Nehmen wir zum Beispiel Sachrisiken: Der Einsatz modernster Technologien ermöglicht es Versicherungsunternehmen, ihren Kunden Dienstleistungen im Bereich Risk Engineering und Schadenverhütung rund um die Uhr anzubieten.

Ein weiterer Proof of Concept, an dem wir mitgewirkt haben, umfasste den Testeinsatz einer „Blackbox“ in stark brandgefährdeten Räumlichkeiten eines Kunden.

In dieser Blackbox werden Daten für ein Risiko-Dashboard erfasst, das fortlaufend aktuelle Informationen liefert. Somit können notwendige technische Eingriffe frühzeitig identifiziert und durchgeführt werden, wodurch das Schadenrisiko drastisch reduziert und zusätzlich die Lebensdauer der Anlagen des Unternehmens gesteigert werden kann.

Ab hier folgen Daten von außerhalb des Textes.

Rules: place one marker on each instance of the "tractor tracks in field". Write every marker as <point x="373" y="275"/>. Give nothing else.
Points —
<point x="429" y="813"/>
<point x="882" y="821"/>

Weitere Bereiche, in denen Risikomanager von Datenanalysen und KI profitieren, sind Branchen mit strengen Sicherheitsanforderungen für die Angestellten des Unternehmens – wenn sie beispielsweise Arbeiten in großer Höhe durchführen bzw. gefährliches oder schweres Material transportieren.

Ähnlich wie die Blackbox können sogenannte Wearable-Technologien wichtige Informationen liefern, um Risikoingenieure und Risikomanager auf mögliche Gefahren aufmerksam zu machen. Außerdem können sie es Mitarbeitern ermöglichen, ihre Bewegungen oder Körperhaltung zu korrigieren, bevor es zu ernsthaften Problemen kommt.

Damit diese Innovationen ihr Potenzial voll entfalten können, ist unter Umständen aber ein kultureller Wandel nötig. Risikomanager müssen beispielsweise dafür sorgen, dass die Mitarbeiter verstehen, dass entsprechende Maßnahmen ihrer Sicherheit und nicht der Überwachung dienen.


Die menschliche Note

Es gibt zahlreiche Möglichkeiten, wie sich KI und Daten auf unser gesamtes Leben auswirken. Dabei sollten wir aber nicht vergessen, dass diese Innovationen einige der menschlichen Fähigkeiten niemals ersetzen werden. Vielmehr können wir Menschen die neuen technologischen Möglichkeiten nutzen, um unsere Arbeit besser bewältigen zu können als zuvor.

Ein Mensch kann zwar bezüglich der Analysegeschwindigkeit von Daten nicht mit Computern mithalten, jedoch kann er deren Ergebnisse in ihrer Wichtigkeit unter Berücksichtigung von Feinheiten verstehen und Schlüsse daraus ziehen.

Risikomanager spielen in Unternehmen aller Art eine außerordentlich wichtige Rolle. Meiner Meinung nach werden die neuen Technologien dazu beitragen, den Beruf des Risikomanagers in eine neue Ära zu führen.